403(b) Explained in 50 Words

A 403(b) plan is a retirement plan similar to a 401(k) plan, but offered through a tax- exempt organization. With a 403(b) plan, employees defer a portion of pretax salary into an individual account, often matched by a specified employer contribution. Funds grow tax deferred; money is not taxed until withdrawn.

How They Work

Employees of public school systems, state colleges and universities, and tax-exempt organizations (such as charities and hospitals) can maximize retirement savings in a 403(b) plan by starting early, contributing as much as possible, and taking full advantage of any employer matching funds.

You can defer a percentage of pre-tax salary up to the annual limit ($20,500 in 2022, or $27,000 for those over 50). Withdrawals are taxed as ordinary income. There is a 10% penalty on withdrawals before age 59½ (with some exceptions). Minimum annual distributions are required each year, usually beginning the year after you turns 72.

Tax deferral has a significant impact on the overall growth of retirement accumulations. In addition, many retirees enjoy a lower tax bracket during retirement. This means retirees will pay lower faxes on withdrawals than they would have paid on the original contributions.

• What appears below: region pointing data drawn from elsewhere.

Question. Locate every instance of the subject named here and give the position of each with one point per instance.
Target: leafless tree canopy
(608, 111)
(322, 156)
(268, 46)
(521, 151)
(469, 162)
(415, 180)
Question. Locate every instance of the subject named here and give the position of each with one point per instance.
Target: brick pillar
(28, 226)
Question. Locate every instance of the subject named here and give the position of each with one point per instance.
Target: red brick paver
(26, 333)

What’s Unique About 403(b)s

With 403(b) accounts, YOU can choose your plan provider from an extensive list of approved providers. The list of your available providers is something you can take a look at. With our experience, we’ve seen that roughly 80% of 403(b) providers are insurance-based companies seeking commissions through selling you a TSA (tax-sheltered annuity).

This means that in addition to annual reviews that you have revisiting your retirement accounts & retirement plan, it’s important to make sure you know exactly where your retirement savings are being invested in, by checking the details on your provider.

This material was created for educational and informational purposes only and is not intended as ERISA, tax, legal or investment advice.